Use the provided class MLPClassifierLBFGS, defined in the starter code.

Train 16 separate models, each one using a different random-initialization (random_state should be set to 0, 1, 2, ... 15).

Problem 1a(i): Plot a 2D visualization of learned decision boundaries for each of the 16 training runs.

Problem 1a(ii): What fraction of the 16 runs finds the 0 error rate solution? What happens to the other runs? Describe how rapidly (or slowly) the runs in 1a converge).

1b: MLP with 1 hidden layer of 2 Logistic units trained with L-BFGS

Same as 1a, but use logistic sigmoid activation function.

1b(i): Plot a 2D visualization of learned decision boundaries for each of the 16 training runs.

1b(ii): What fraction of the 16 runs finds the 0 error rate solution? Describe how rapidly (or slowly) the runs in 1b converge).

1c: MLP with 1 hidden layer of 2 ReLU units trained with SGD (batch_size=10)

Use the default MLPClassifier from sklearn and ReLU activation.

Use the following settings to perform Stochastic Gradient Descent (SGD) on batches of 10 examples per update step, completing 400 total passes through the dataset (stopping early if recent loss values do not change by more than tol).

        random_state=random_state,
        solver='sgd', batch_size=10,
        max_iter=400, tol=1e-8,
        learning_rate='adaptive', learning_rate_init=0.1, momentum=0.0,

1c(i): Plot a 2D visualization of learned decision boundaries for each of the 16 training runs.

1c(ii): What fraction of the 16 runs finds the 0 error rate solution?

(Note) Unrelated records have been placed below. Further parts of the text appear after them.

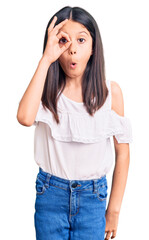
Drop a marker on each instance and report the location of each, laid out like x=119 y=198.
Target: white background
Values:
x=124 y=30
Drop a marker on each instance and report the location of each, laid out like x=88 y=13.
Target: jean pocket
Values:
x=40 y=186
x=102 y=192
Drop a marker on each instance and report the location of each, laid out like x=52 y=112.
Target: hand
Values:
x=53 y=49
x=111 y=224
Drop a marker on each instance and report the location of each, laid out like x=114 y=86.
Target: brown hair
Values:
x=93 y=81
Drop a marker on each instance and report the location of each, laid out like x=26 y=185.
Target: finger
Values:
x=58 y=26
x=64 y=48
x=113 y=235
x=108 y=235
x=62 y=34
x=52 y=24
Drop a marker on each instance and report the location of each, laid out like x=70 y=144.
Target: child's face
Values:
x=79 y=50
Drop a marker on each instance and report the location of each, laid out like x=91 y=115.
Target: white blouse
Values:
x=79 y=148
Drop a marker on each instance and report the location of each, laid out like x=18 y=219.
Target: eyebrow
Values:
x=80 y=32
x=84 y=32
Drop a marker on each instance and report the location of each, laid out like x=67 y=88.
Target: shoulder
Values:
x=117 y=101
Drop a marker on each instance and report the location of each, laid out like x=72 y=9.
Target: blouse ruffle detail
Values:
x=85 y=128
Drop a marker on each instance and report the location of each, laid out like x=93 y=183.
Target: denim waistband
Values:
x=50 y=179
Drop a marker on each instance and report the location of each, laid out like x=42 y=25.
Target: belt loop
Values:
x=94 y=185
x=47 y=180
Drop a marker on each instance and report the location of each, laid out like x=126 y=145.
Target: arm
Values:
x=120 y=173
x=30 y=101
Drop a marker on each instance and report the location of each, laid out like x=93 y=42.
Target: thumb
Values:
x=65 y=46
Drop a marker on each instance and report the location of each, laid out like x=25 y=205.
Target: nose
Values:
x=72 y=49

Describe how rapidly (or slowly) the runs in 1c converge).

1c(iii): What is most noticeably different between this SGD run and the previous L-BFGS run in 1a? What explanation can you provide for why this happens?

1d: MLP with 1 hidden layer of 2 Logistic units trained with SGD (batch_size=10)

Repeat 1c, but with logistic sigmoid activation.

1d(i): Plot a 2D visualization of learned decision boundaries for each of the 16 training runs.

1d(ii): What fraction of the 16 runs finds the 0 error rate solution? Describe how rapidly (or slowly) the runs in 1d converge).

1d(iii): What is most noticeably different between these SGD runs and the previous L-BFGS run with logistic activations in 1b? What explanation can you provide for why this happens?

1e: Bringing it all together (BONUS)

Completing 1e is not required, but will be worth some bonus points.

1e(i): Make a 2x2 grid of trace plots of the training loss (y-axis) vs. the epoch (x-axis) for each of the runs from Problems 1a, 1b, 1c, and 1d above. So you should have 4 subplots, each one with 16 different lines.

Use the loss_curve_ attribute of an MLP classifier to access the training loss at each epoch.

Label each panel with a title like "Sigmoid + SGD" or "ReLU + L-BFGS" to make it easy to understand which plot is which.

1e(ii): From the loss function trace plots in 1e(i) (plus your detailed plots from 1a-1d), which activation function seems easier to optimize, the ReLU or the Logistic Sigmoid? Which requires more iterations?

1e(iii): Are you convinced that one activation function is always easier to optimize? Suggest 3 additional experimental comparisons that would be informative.

1e(iv): In general, list 2 reasons to prefer L-BFGS over SGD when optimizing neural networks, and 2 reasons to prefer SGD over L-BFGS.

1e(v): In general, list 2 reasons to prefer ReLU over Logistic Sigmoid when selecting an activation function, and 2 reasons to prefer Logistic Sigmoid over ReLU.